Este é o meu conflito: quando estás, não existo, ignorada. Quando não estás, me desconheço, ignorante. Eu só sou na tua presença. E só me tenho na tua ausência. Agora, eu sei. Sou apenas um nome. Um nome que não se acende senão em tua boca. (…)
Nessa espera, aprendi a gostar de ter saudade. Recordo os versos do poeta que diziam “eu vim ao mundo para ter saudade”. Como se apenas pela ausência eu me povoasse interiormente. Seguindo o exemplo dessas casas que só se sentem quando estão vazias. Como esta casa que agora habito.
A dor de um fruto já tombado, é isso que eu sinto. O anúncio da semente, é isso que espero. Como vês eu me aprendo árvore e chão, tempo e eternidade.
— És parecida com a Terra. Essa é a tua beleza.
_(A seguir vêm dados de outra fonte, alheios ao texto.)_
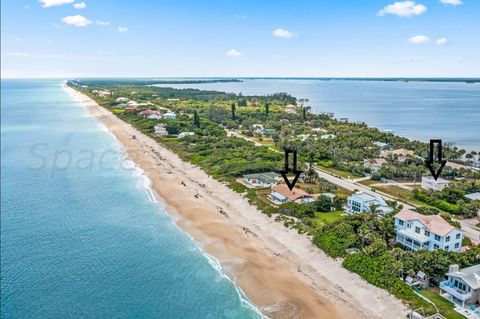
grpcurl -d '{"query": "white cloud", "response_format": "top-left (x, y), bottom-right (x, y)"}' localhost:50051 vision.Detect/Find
top-left (227, 49), bottom-right (242, 57)
top-left (272, 28), bottom-right (297, 39)
top-left (39, 0), bottom-right (74, 8)
top-left (7, 52), bottom-right (30, 57)
top-left (440, 0), bottom-right (463, 6)
top-left (435, 38), bottom-right (448, 45)
top-left (377, 1), bottom-right (427, 17)
top-left (408, 35), bottom-right (430, 44)
top-left (62, 14), bottom-right (92, 27)
top-left (96, 20), bottom-right (110, 27)
top-left (73, 2), bottom-right (87, 9)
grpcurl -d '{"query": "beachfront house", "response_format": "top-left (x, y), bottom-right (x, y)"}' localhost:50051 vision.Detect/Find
top-left (124, 105), bottom-right (137, 112)
top-left (320, 134), bottom-right (337, 140)
top-left (345, 192), bottom-right (393, 215)
top-left (138, 109), bottom-right (162, 120)
top-left (268, 184), bottom-right (314, 205)
top-left (373, 141), bottom-right (390, 151)
top-left (440, 264), bottom-right (480, 309)
top-left (422, 176), bottom-right (448, 192)
top-left (445, 162), bottom-right (472, 170)
top-left (252, 124), bottom-right (263, 134)
top-left (263, 128), bottom-right (277, 136)
top-left (243, 172), bottom-right (280, 188)
top-left (395, 208), bottom-right (463, 252)
top-left (312, 127), bottom-right (328, 133)
top-left (177, 132), bottom-right (195, 138)
top-left (465, 192), bottom-right (480, 200)
top-left (154, 124), bottom-right (168, 137)
top-left (285, 104), bottom-right (297, 114)
top-left (363, 158), bottom-right (387, 172)
top-left (380, 148), bottom-right (415, 163)
top-left (163, 112), bottom-right (177, 120)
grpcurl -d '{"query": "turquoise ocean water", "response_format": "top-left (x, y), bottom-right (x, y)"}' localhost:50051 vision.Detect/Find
top-left (1, 80), bottom-right (258, 318)
top-left (155, 78), bottom-right (480, 151)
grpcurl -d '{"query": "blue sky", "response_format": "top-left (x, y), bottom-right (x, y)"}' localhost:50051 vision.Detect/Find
top-left (1, 0), bottom-right (480, 77)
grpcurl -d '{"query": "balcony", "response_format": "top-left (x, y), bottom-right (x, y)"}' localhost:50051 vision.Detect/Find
top-left (440, 280), bottom-right (472, 302)
top-left (397, 228), bottom-right (430, 244)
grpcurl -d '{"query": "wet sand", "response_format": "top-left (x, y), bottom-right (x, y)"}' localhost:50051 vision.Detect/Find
top-left (65, 87), bottom-right (407, 319)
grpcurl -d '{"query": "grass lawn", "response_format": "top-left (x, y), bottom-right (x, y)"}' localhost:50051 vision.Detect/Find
top-left (373, 185), bottom-right (450, 212)
top-left (295, 181), bottom-right (353, 197)
top-left (358, 179), bottom-right (380, 186)
top-left (318, 166), bottom-right (358, 179)
top-left (373, 185), bottom-right (429, 206)
top-left (313, 210), bottom-right (344, 227)
top-left (420, 288), bottom-right (465, 319)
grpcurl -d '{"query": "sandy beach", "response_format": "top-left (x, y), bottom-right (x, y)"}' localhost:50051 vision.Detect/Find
top-left (65, 86), bottom-right (408, 319)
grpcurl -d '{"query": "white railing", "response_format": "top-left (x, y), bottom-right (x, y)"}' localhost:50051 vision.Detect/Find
top-left (440, 280), bottom-right (472, 301)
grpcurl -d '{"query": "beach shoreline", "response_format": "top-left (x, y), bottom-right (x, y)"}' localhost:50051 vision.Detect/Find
top-left (64, 84), bottom-right (407, 319)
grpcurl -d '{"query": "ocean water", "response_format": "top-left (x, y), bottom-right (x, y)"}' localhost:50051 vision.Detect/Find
top-left (1, 80), bottom-right (259, 318)
top-left (155, 79), bottom-right (480, 151)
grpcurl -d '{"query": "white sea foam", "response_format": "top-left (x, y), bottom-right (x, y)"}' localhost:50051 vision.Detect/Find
top-left (71, 87), bottom-right (268, 318)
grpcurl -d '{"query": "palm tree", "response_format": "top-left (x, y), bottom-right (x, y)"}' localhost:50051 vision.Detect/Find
top-left (231, 103), bottom-right (235, 121)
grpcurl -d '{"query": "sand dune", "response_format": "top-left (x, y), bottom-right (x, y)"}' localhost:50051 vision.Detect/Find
top-left (65, 87), bottom-right (407, 319)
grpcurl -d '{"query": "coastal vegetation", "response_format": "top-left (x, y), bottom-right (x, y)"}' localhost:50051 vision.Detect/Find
top-left (69, 80), bottom-right (480, 313)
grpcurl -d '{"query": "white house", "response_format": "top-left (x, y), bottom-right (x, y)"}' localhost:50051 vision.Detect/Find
top-left (243, 172), bottom-right (280, 188)
top-left (465, 193), bottom-right (480, 200)
top-left (395, 208), bottom-right (463, 252)
top-left (346, 192), bottom-right (393, 214)
top-left (252, 124), bottom-right (263, 134)
top-left (177, 132), bottom-right (195, 138)
top-left (320, 134), bottom-right (337, 140)
top-left (422, 176), bottom-right (448, 191)
top-left (440, 265), bottom-right (480, 309)
top-left (269, 184), bottom-right (314, 204)
top-left (154, 124), bottom-right (168, 137)
top-left (163, 112), bottom-right (177, 120)
top-left (312, 127), bottom-right (328, 133)
top-left (363, 158), bottom-right (387, 172)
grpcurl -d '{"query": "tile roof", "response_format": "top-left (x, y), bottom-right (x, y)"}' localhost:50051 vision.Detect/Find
top-left (395, 208), bottom-right (456, 236)
top-left (447, 264), bottom-right (480, 290)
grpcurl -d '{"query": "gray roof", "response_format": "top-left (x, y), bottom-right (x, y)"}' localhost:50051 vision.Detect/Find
top-left (320, 193), bottom-right (335, 198)
top-left (448, 264), bottom-right (480, 290)
top-left (243, 172), bottom-right (280, 184)
top-left (465, 193), bottom-right (480, 200)
top-left (270, 192), bottom-right (287, 200)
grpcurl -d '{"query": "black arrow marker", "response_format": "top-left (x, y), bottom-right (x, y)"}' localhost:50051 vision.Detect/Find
top-left (425, 140), bottom-right (447, 180)
top-left (280, 148), bottom-right (302, 190)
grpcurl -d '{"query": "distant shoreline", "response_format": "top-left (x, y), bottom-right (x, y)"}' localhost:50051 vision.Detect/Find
top-left (66, 82), bottom-right (407, 319)
top-left (1, 76), bottom-right (480, 84)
Era assim que dizias. E quando nos beijávamos e eu perdia respiração e, entre suspiros, perguntava: em que dia nasceste? E me respondias, voz trémula: estou nascendo agora. E a tua mão ascendia por entre o vão das minhas pernas e eu voltava a perguntar: onde nasceste? E tu, quase sem voz, respondias: estou nascendo em ti, meu amor. Era assim que dizias. Marcelo, tu eras um poeta. Eu era a tua poesia. E quando me escrevias, era tão belo o que me contavas que me despia para ler as tuas cartas.
Só nua eu te podia ler. Porque te recebia não em meus olhos, mas com todo o meu corpo, linha por linha, poro por poro.